I grew up in a small college town surrounded by corn fields and dairy farms. If you threw Colonial Williamsburg, Mayberry RFD, Norman Rockwell and "Deliverance" into a blender, you'd end up with Kent County, Maryland. Every year there was a Halloween Parade and most of the kids from town would dress up in their in costumes and follow behind the high school marching band.
I really don't remember wearing this uniform (but I did like playing with GI Joe dolls and my friend Gretchen's Barbies too), so maybe my parents were probably trying to butch me up a bit? But as you can see, my queerness overwhelmed the intended machismo of the uniform. Nowadays I have a bit of a uniform fetish, so maybe this is where it all began?!
My home town, though quaint as hell, was sometimes a scary place for a young gay boy to grow up. Most of the kids in school were nice to me, but a handful of jocks made my life miserable from Jr. High all the way through High School.
I can remember being call homo, queer and fag and being puzzled why they were calling me these names.
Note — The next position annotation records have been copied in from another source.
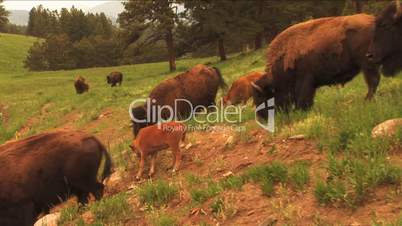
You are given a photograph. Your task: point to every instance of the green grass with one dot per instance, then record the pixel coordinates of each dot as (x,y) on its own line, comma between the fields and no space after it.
(351,180)
(299,175)
(114,209)
(157,193)
(163,219)
(340,122)
(68,215)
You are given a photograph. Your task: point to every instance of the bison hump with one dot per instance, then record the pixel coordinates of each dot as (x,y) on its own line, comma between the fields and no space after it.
(317,36)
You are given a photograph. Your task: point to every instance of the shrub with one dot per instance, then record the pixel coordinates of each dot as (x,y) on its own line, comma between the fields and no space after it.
(299,175)
(201,195)
(111,209)
(164,219)
(157,193)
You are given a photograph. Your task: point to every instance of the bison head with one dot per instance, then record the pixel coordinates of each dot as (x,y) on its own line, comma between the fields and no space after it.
(134,148)
(386,46)
(262,91)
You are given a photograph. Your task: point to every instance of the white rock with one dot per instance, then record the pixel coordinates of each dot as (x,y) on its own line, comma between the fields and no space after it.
(48,220)
(114,179)
(230,140)
(188,146)
(228,174)
(387,128)
(297,137)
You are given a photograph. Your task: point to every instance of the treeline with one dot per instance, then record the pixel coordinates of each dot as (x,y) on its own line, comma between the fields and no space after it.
(73,39)
(204,27)
(157,30)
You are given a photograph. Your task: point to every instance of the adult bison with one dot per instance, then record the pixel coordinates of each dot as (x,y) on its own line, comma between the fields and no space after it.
(81,86)
(41,171)
(114,78)
(197,86)
(315,53)
(386,48)
(241,89)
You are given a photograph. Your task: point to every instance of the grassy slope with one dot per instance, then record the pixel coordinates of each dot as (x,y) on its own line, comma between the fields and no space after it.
(340,120)
(25,93)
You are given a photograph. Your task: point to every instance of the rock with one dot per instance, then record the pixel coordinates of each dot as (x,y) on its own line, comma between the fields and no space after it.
(228,174)
(297,137)
(88,217)
(48,220)
(230,140)
(387,128)
(188,146)
(269,222)
(114,179)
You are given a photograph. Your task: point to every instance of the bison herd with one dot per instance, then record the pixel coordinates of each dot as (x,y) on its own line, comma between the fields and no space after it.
(81,86)
(41,171)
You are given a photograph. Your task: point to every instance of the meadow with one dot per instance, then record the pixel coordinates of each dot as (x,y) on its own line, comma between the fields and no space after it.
(354,166)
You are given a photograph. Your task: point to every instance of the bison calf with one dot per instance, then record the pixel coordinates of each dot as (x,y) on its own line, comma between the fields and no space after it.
(41,171)
(80,85)
(114,78)
(152,139)
(241,90)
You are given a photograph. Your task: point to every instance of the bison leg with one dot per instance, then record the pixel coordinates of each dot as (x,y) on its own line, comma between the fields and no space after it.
(82,197)
(141,166)
(177,156)
(305,93)
(153,160)
(372,78)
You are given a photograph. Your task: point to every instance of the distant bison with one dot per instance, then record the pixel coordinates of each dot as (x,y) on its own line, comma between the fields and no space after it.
(41,171)
(386,48)
(241,89)
(198,87)
(114,78)
(315,53)
(80,85)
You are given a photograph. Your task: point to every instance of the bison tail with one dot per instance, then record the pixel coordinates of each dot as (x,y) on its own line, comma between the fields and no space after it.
(183,138)
(107,168)
(222,83)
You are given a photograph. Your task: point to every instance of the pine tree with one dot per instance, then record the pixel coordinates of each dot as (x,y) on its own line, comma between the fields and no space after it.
(3,16)
(157,15)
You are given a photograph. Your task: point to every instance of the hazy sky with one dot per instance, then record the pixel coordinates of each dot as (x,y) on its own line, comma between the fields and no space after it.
(51,4)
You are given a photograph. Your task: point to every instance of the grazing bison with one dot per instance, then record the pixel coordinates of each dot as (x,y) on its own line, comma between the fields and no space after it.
(114,78)
(315,53)
(241,89)
(154,138)
(198,87)
(80,85)
(41,171)
(386,48)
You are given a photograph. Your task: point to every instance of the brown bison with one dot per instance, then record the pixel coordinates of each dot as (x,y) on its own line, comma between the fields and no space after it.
(154,138)
(41,171)
(80,85)
(386,47)
(316,53)
(241,89)
(114,78)
(198,87)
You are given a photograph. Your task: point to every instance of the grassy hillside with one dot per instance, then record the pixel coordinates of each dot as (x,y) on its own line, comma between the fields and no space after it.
(338,168)
(13,52)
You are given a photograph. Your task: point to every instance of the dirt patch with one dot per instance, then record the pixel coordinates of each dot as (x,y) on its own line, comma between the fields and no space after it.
(3,114)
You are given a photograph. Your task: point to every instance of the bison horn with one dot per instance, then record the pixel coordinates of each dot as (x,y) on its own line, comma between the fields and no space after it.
(256,87)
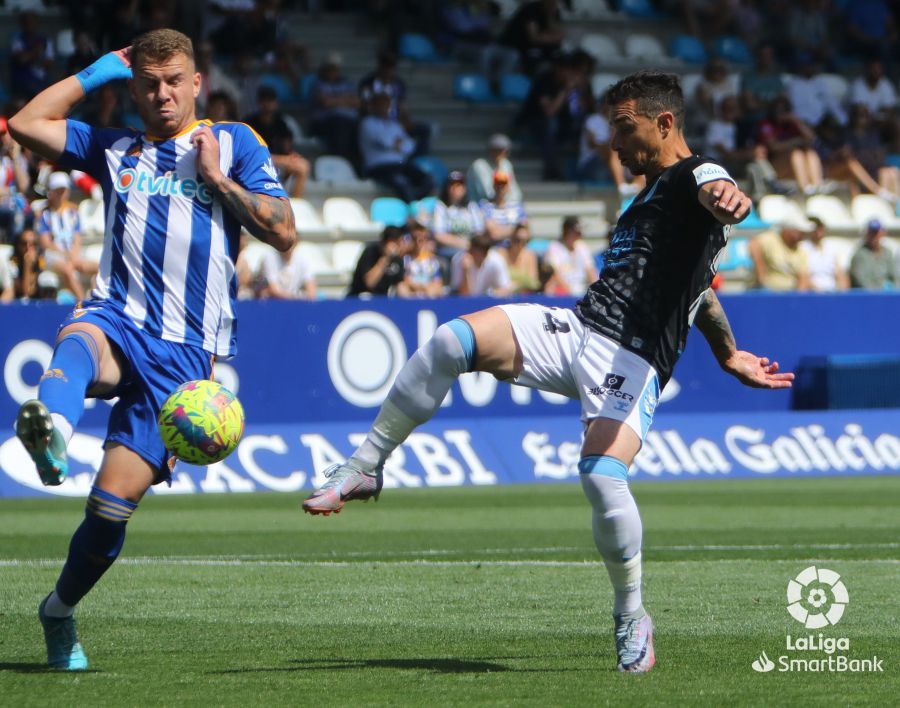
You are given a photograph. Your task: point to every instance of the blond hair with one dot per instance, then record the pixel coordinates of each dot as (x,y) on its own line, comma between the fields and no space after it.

When I was 11, we were square dancing in gym class and one of the jocks told me that I was dancing like a fag. I was upset that, once again, I was being called a fag. And so I asked myself, 'What is a fag?'
The gay rights movement was all over the TV news at the time and I remember seeing a shot of two men kissing in the streets. As I was doing a dosy doe to some corny country song, the image of two men kissing was making me very excited. That's the exact moment that I realized that I was gay!
It would take another 8 years before I would finally comes to terms with my sexuality, but it was at 11 that it became pretty clear to me why I had crushes on some of the guys at school.
Once I was safely cloistered away in Art School in Baltimore, it was much easier for me to meet guys and figure out just who I was. Living in major cities like New York, Chicago, San Francisco and Los Angeles gave me the freedom to live an openly gay life, decades before we became a part of mainstream culture.
As the years past, I became interested in gay history and learning about what it was like for earlier generations of gays and lesbians. In the 1980's, while shopping at antique shows and flea markets, I began collecting vintage photos of men hugging or holding hands. This ultimately inspired me to create my website Homo History, which re-appropriates vintage found photos of same sex couples, who may or may not have actually been lovers.
What started first as a hobby and a personal collection ended up becoming a popular gay history website with over 3 million page views! To this day, I continue to add to my personal collection of vintage photos.